Technical background
Genseng is as the famous Chinese medicine in the world, and its applicating history is quite remote.Ginsenoside is the main effective constituent of genseng, and up to now, people have isolated more than at least 40 kinds of saponin monomers from genseng.According to the difference of sapogenin structure, ginsenoside can be divided into diol type, triol type and oleanolic acid type three classes at present, and the aglycon structure of each saponins is identical, only be the glycosyl side chain difference that connects, but pharmacologically active has marked difference.Modern study shows that the sugar chain on the saponin(e has material impact to its biological activity, removes specific absorption and active function that the part glycosyl often can change its enteron aisle.How the saponin(e that content in the genseng is higher is converted into the lower saponin(e of content, or the saponin(e that pharmaceutical use is low is converted into the high saponin(e of pharmaceutical use, is the heat subject of genseng research always.
Ginseng saponin F
2Be a kind of highly active diol type saponin(e that contains in the genseng, but its content in genseng is very low, so direct extracting is not favourable industrial production process from plant, and ginsenoside Rb
1Be one of principal monomer in the diol type saponin(e, content reaches 4.3~11.9% in different types of genseng, it and ginseng saponin F
2Difference only be on C-3 position and the C-20 position each multi-link β-D-glucosyl group, so hydrolysis ginsenoside Rb
1Glycosyl be the preparation ginseng saponin F
2An effective way.
Adopt the main saponin(e of hydrolysis diol type to obtain ginseng saponin F at present
2Method mainly contain chemical method and biological process.Chemical method mainly contain heating method (Park.Food Ind.Nutr.2004,9:23-27), acid-hydrolysis method (Feng Zhongyang etc., Chinese Pharmaceutical Journal, 1997,32 (12): 772-774) and alkali hydrolysis method (Im, et al.Kor.J.Ginseng Sci.1995,19:291-294) etc.Though these methods are simple to operate, specificity is poor, and many sapogenins can change by recurring structure in hydrolytic process, are difficult to obtain the certain monomers saponin(e, and the use of simultaneously a large amount of organic solvents and soda acid also can cause environmental pollution.

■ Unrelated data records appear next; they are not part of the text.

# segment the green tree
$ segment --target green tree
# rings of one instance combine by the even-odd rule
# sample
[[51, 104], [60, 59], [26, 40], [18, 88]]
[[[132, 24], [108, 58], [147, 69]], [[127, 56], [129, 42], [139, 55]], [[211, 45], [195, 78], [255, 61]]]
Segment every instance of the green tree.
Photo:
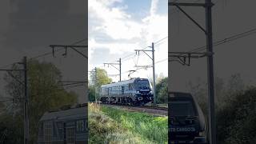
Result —
[[[13, 67], [18, 68], [18, 66], [14, 65]], [[62, 86], [62, 83], [59, 82], [62, 80], [61, 72], [52, 63], [30, 60], [28, 62], [27, 67], [30, 142], [36, 143], [39, 119], [42, 114], [46, 111], [55, 110], [66, 105], [75, 104], [78, 96], [74, 92], [66, 91], [63, 86]], [[14, 78], [10, 74], [6, 74], [4, 78], [7, 82], [6, 86], [7, 93], [13, 98], [23, 98], [24, 89], [22, 83], [21, 83], [24, 80], [22, 72], [15, 71], [11, 74], [16, 78]], [[16, 121], [23, 122], [22, 116], [22, 100], [21, 99], [16, 102], [18, 105], [15, 105], [14, 110], [17, 110], [18, 112], [13, 117], [17, 118], [12, 119], [6, 116], [7, 119], [1, 119], [1, 122], [3, 122], [2, 124], [6, 123], [7, 121], [12, 124], [12, 126], [7, 129], [11, 130], [15, 125], [18, 125]], [[10, 114], [7, 114], [10, 115]], [[0, 125], [0, 127], [2, 126], [4, 126]], [[17, 127], [18, 128], [17, 129]], [[12, 130], [18, 131], [18, 130], [22, 129], [22, 124], [16, 126], [15, 129]], [[16, 136], [9, 135], [5, 142], [6, 143], [12, 143], [11, 141], [8, 140], [22, 138], [22, 133], [19, 133], [19, 135]]]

Microbe fermentation method is to use bioconversion method more widely, is exactly with ginsenoside Rb
1Directly join in the fermented liquid of bacterial strain, utilize the metabolic enzyme of microorganisms to come hydrolysis.Present known Rb
1Most of enteric microorganism (Kobashi, et al.Ginseng Rev.1994,18:10-14) and fungi (Ma Jisheng etc., Acta Pharmaceutica Sinica, 2001,36 (8): 603-605; Dong, et al.Biotechnol.Lett.2003,25:339-344; Cheng, et al.Biotechnol.Lett.2006,28:1121-1127; Chen, et al.Appl.Microbiol.Biotechnol.2008, pathways metabolism 77:1345-1350) is all followed Rb
1-Rd-F
2-C-K-diol, therefore can in meta-bolites, obtain ginseng saponin F
2The microbe fermentation method specificity is stronger, and mild condition is low in the pollution of the environment, but has reaction product complicated component, the loaded down with trivial details shortcoming of separation.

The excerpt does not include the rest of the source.